Мар на ночь так и не пришёл, но заполночь дверь тихо отворилась, и через порог скользнула толстенькая фигурка Киная. Поскрипывая на досках, он прошагал к лестнице и вдруг замер. Я лежала с закрытыми глазами и ждала, но он так и не двигался с места.
– Кинай..? – тихо спросила я.
– Руа…
– Что случилось? Иди сюда, я не сплю…
Вздохнув (как мне показалось, с облегчением), верный хупара тихо сделал шаг и так же бесшумно сел на стул.
– Руа, скажите, а почему вы не хотите отсюда уехать?
– Почему ты спрашиваешь об этом, Кинай? – удивилась я.
Помявшись, хупара вздохнул. В темноте я не различила ничего, кроме неясных контуров его головы и плеч на фоне окна.
– Так вы… вроде как… скучаете тут… – смятённо пробормотал он после паузы – видимо, не придумав ничего лучшего…
Некоторое время мы оба молчали.
– Кинай, я буду жить в Тер-Кареле до смерти. В каком бы виде она меня не нашла.
Силуэт Киная почему-то вздрогнул.
– А почему, руа?
– Тер-Карел – последнее место в Мире, где я могу жить, Кинай. И даже, наверное, вне Мира, – добавила я, – Это всё, что ты хотел мне рассказать?
– Да, – застенчиво сказал Кинай после паузы. Хотела бы я знать, отчего он был так взволнован…
– А где Мар?
– У Мастера Горранна. Они там в фишки режутся с этим торговцем, – с некоторым, как мне показалось, облегчением, произнёс Кинай.
– Он торговец?
– Да, – с некоторым замешательством сказал Кинай, снова притихая, – Он хочет нам панели солнечные сплавить…
– А почему ты ушёл..?
– Мне… надоело там сидеть, – Кинай долго не издавал ни звука, его молчание висело в воздухе, как ведро киселя по дороге из посуды на пол, а у меня ещё больше укрепилось и без того стойкое ощущение, что хупара никак не решается что-то мне поведать – что-то, ради чего он и сбежал с посиделок у Горранна… – Но я… пойду, да, руа..?
– Иди, Кинай.
Он поспешно встал на ноги и сделал несколько шагов к лестнице, когда я внезапно тихо-тихо произнесла:
– Кинай, тебе плохо удаётся играть в шоколадного дурачка. Мы оба про это знаем. Но если то, что ты хотел мне рассказать – это серьёзно, то я всегда буду рада тебя выслушать.
Осёкшись, хупара замер, так, словно бы я подсекла его под колени.

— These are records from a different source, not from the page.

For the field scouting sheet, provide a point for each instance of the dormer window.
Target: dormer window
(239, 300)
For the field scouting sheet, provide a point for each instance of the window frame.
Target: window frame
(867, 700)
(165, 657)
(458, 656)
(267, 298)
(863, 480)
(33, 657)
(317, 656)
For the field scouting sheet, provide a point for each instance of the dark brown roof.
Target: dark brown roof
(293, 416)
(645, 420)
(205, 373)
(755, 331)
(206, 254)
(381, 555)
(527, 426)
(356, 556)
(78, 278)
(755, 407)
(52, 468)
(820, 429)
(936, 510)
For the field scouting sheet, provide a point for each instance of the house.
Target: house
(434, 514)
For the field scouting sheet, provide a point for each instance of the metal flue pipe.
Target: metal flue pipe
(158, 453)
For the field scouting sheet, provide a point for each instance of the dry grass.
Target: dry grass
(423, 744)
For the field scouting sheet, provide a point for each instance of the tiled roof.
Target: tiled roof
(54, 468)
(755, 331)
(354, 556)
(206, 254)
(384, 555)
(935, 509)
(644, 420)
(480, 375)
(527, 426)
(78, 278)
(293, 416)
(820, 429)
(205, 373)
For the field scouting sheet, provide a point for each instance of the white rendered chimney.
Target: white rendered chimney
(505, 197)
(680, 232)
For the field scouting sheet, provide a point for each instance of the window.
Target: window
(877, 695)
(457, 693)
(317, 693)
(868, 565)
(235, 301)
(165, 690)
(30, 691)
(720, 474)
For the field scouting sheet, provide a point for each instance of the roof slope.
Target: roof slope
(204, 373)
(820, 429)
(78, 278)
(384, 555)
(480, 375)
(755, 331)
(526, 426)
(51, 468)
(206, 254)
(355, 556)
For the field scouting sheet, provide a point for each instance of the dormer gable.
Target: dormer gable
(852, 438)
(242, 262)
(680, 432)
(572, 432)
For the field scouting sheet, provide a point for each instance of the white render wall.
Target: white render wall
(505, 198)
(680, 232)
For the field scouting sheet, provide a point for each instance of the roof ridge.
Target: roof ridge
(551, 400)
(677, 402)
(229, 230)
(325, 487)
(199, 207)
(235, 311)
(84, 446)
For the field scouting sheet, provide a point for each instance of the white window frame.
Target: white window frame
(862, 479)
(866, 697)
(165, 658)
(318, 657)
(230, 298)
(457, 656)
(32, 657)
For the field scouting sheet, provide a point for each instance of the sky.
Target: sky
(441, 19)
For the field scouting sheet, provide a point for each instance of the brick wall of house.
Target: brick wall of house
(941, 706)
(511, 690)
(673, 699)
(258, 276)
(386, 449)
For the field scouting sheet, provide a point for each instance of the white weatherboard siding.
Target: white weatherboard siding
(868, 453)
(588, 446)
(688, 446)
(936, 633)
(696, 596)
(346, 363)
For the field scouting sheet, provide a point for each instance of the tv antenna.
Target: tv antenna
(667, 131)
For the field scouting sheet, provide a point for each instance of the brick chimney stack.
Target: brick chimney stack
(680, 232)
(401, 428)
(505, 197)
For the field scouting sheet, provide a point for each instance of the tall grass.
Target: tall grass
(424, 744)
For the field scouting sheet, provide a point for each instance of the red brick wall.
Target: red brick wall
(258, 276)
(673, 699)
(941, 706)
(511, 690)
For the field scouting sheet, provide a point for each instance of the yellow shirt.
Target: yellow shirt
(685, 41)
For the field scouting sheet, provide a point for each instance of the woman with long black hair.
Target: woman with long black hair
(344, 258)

– Да, госпожа Санда. Я… простите…
Коэффициент интеллекта образованного хупара Киная составлял 358 пунктов. А у меня – 400. При среднеаллонговском 600 и среднехупарском 250. Конечно, как говаривал мой умнейший отец, «способности к математике и способность искать мудрость – вещи разные»… Но я всяко не могла считать, что Кинай радикально глупее меня. Итак у этих его застенчивых подходов «а ля Хупанорро» была серьёзная причина. Страх и неимоверная тревога, которые он тщётно пытался замаскировать поведением «под уличного уборщика»…
Более того, Кинай был так взвинчен и дезориентирован, что напрочь забыл про своё благоприобретенное «руа». Я услышала его торопливые, словно бы стыдливые шаги наверху, а потом всё затихло. Но я отлично знала, что мы оба не спим в одинаковой степени…
Что случилось с парнем? Вряд ли он получил по морде от одной из наших девчонок… Что-то произошло во время партии в фишки с торговцем? Или… где? А если так, с чего Кинай взял, что мне это будет интересно? Почему не поговорил с Маром?
У меня опять не было ни единого факта. Как и во всём, что я пыталась выудить из Тер-Карела…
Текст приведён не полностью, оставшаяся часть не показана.